MDSplus / mdsplus

The MDSplus data management system
https://mdsplus.org/
Other
74 stars 44 forks source link

Exceeding the limit of 64 concurrent mdsip connections causes a crash #2638

Open mwinkel-dev opened 1 year ago

mwinkel-dev commented 1 year ago

Affiliation MIT PSFC

Version(s) Affected Definitely occurs in alpha, likely in stable too.

Platform Ubuntu 20, however surely applies to all platforms

Describe the bug Attempted to create 100 concurrent mdsip connections (aka sockets) and found that MDSplus only supports 64 concurrent connections. Although it is unlikely that any customers will need more than 64 concurrent connections, nonetheless MDSplus shouldn't crash.

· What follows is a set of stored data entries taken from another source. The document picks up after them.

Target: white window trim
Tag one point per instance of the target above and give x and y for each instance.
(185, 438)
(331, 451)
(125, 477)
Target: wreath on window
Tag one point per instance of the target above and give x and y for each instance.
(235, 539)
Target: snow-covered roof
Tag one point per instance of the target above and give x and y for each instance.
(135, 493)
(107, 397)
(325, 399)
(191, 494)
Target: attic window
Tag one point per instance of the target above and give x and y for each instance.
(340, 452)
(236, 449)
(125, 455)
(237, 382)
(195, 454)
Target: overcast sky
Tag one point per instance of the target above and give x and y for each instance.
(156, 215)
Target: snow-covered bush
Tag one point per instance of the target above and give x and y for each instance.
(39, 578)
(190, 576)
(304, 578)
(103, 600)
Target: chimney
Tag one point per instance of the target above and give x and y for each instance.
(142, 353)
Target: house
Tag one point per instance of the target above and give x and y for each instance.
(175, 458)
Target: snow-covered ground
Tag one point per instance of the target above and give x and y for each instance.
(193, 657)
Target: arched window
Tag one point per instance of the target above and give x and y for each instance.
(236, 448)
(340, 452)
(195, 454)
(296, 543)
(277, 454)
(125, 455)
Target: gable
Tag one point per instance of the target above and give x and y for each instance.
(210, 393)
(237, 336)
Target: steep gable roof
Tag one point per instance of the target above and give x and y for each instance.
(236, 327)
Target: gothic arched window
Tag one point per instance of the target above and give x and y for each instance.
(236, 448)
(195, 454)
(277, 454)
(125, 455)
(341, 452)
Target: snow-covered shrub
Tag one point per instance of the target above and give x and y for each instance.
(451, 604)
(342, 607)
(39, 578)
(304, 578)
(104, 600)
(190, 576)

To Reproduce Steps to reproduce the behavior:

This bug was found while testing the IDL API (however it likely exists in all APIs). Run the following program at the IDL prompt.

pro loop64
   for i = 1, 100 do begin
      mysocket=-1
      mdsconnect, 'some_server', socket=mysocket
      print, mysocket
   endfor
end

Note that it generates the following output.

IDL> loop64
% Compiled module: LOOP64.
% Compiled module: MDSCONNECT.
% Compiled module: MDS_KEYWORD_SET.
           0
           1
           2
           3
etc.
          60
          61
          62
          63
E, 1169515:1169515, 1697052955.039341178: /tmp/x_markw/mw_alpha_2625_v4/mdsplus/mdstcpip/mdsipshr/GetMdsMsg.c:62 get_bytes_to() Connection(id=-1, state=0x00, protocol='tcp', info_name='tcp', version=0, user='(null)') error 0/48: Connection reset by peer
Error during login: recv NULL
% MDSCONNECT: Error connecting to some_server
% Execution halted at: LOOP64              4 /home/mwinkel/x_markw/v_idl/loop64.pro
%                      $MAIN$          
IDL> 

Expected behavior Instead of crashing, MDSplus should instead display an error message that explains that the limit has been exceeded. And that error message should appear in all APIs (Python, Java, and so forth). Also would be good to determine what is causing the limit (conjecture is that it is in the C code in mdsipshr). And to decided whether the limit should be increased, reduced or left as is.

Screenshots n/a

Additional context n/a

mwinkel-dev commented 1 year ago

Have not yet investigated and identified the root cause of this issue.

However, did notice that the behavior changed when pointed the test to a different mdsip server. Must compare the configurations of the two servers to see why the above test fails on the first server but passes on the second server.

mwinkel-dev commented 1 year ago

There is already a test case for this bug in the IDL test harness.

mwinkel-dev commented 1 year ago

Checked the systemd config files on the mdsip server that fails the 64 concurrent connections test. No obvious limits spotted.

Also, PR #2644 made no difference in the limit.